Fátima, 27 set 2022 (Ecclesia) – Margarida Oleiro e Manuel Monteiro, alunos da Faculdade de Ciências Humanas da UCP, destacaram hoje a importância da comunicação na Jornada Mundial da Juventude (JMJ), para que possa chegar a todos os jovens, até agosto de 2023.

“O grande elemento-chave, entre os jovens e a Igreja é a boa comunicação. Temos de promover estratégias comunicacionais para que os jovens se sintam bem dentro da Igreja, acolhidos”, disse à Agência ECCLESIA Manuel Monteiro, estudante de mestrado em Jornalismo.

O entrevistado salientou que a JMJ Lisboa 2023 “é um acontecimento dos jovens”, como seus agentes principais, pelo que são necessários “estratégias” para lhes dar resposta.

‘Comunicar a JMJ Lisboa 2023’ foi o tema das Jornadas Nacionais de Comunicação Social 2022, promovidas pelo secretariado deste setor da Igreja Católica em Portugal, nos dias 22 e 23 de setembro, em Fátima.

Os dois alunos de mestrado da Faculdade de Ciências Humanas, da Universidade Católica Portuguesa, acompanharam os trabalhos e no final apresentaram as conclusões aos participantes, profissionais e representantes de órgãos de comunicação social, dioceses, movimentos e instituições eclesiais.

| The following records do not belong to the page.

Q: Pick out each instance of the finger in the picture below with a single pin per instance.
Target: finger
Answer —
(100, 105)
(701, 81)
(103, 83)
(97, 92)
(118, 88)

Para Margarida Oleiro, aluna de mestrado em Ciências da Comunicação, o desafio de comunicar a JMJ “tem de ser pensado consoante os canais de informação que existem”, as formas de comunicação que existem e os canais de comunicação que os jovens, que são o público-alvo, “ouvem, veem, assistem”.

Manuel Monteiro acrescenta que para além de se pensar na comunicação interna, “que está a ser feita há algum tempo”, é preciso pensar “também na comunicação externa, e chegar aos jovens não é só nas grandes plataformas”.

“Por exemplo, agora os jovens utilizam muito o TikTok, o Instagram. Pensar em chegar por esses meios para que a informação seja entregue a todos e não só a uma parte”, acrescentou, em entrevista emitida hoje no Programa ECCLESIA, na RTP2.

Neste contexto, a entrevistada alerta que o tema da Jornada Mundial da Juventude Lisboa 2023 “não é falado por muito jovens”, fora do âmbito eclesial, e “há urgência em espalhar a mensagem”.

“O grande desafio é para quem não está tão próximo, fazer com que este convite os abranja e se sintam acolhidos pela comunidade católica”, desenvolveu Margarida Oleiro.

Os dois alunos de mestrado sugerem, por exemplo, à Igreja que esteja mais presente no meio académico, onde as “iniciativas são muito importantes” para chegar mais aos jovens, uma faixa etária da JMJ.

A próxima edição internacional da JMJ, um encontro religioso e cultural que reúne centenas de milhares de jovens de todo o mundo, vai decorrer entre 1 e 6 de agosto de 2023, em Lisboa.